Le 13 octobre, la Commission interaméricaine des droits de l'homme (CIDH) et le Rapporteur spécial pour la liberté d'expression ont exprimé leur «préoccupation face à la persistance des actes de harcèlement et d'actes de représailles» de l'État cubain contre Cubalex et a mentionné le cas de Julio Ferrer. Ils ont exhorté le régime à cesser ces actions et à «assurer efficacement que les membres de cette organisation peuvent exercer leurs droits et la défense des droits de l'homme sans ingérence indue».

 

Rappel :

Julio Alfredo Tamayo Ferrer et Laritza Diversent, la directrice du Centre,  sont des avocats indépendants qui s’efforcent de défendre les citoyens dans des conditions très dures.

 

Laritza Diversent a signalé qu'elle avait été arrêtée et interrogée à plusieurs reprises à l'aéroport lors de ses voyages récents.
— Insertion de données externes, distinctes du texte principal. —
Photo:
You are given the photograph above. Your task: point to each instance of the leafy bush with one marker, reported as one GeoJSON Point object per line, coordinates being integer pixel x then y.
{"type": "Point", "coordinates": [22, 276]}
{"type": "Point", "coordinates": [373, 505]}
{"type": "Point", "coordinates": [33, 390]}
Sa maison, où est installé le Centre « Cubalex »,  est sous surveillance.

 

Précédemment, en 2015, un certain nombre d'articles avaient été publiés sur les blogs pro-gouvernementaux qui semblaient diffamer Laritza Diversent.

 

En avril 2015, les membres de Cubalex ont fait l'objet de mesures de protection de la CIDH qui a demandé aux autorités cubaines de prendre des mesures pour protéger la vie des membres de Cubalex et assurer leur traitement humain.

 

Les ONG de défense des droits de l'homme ne sont actuellement pas en mesure d'enregistrer légalement à Cuba et il est d'usage qu'elles opèrent à partir des foyers de leurs membres ou administrateurs.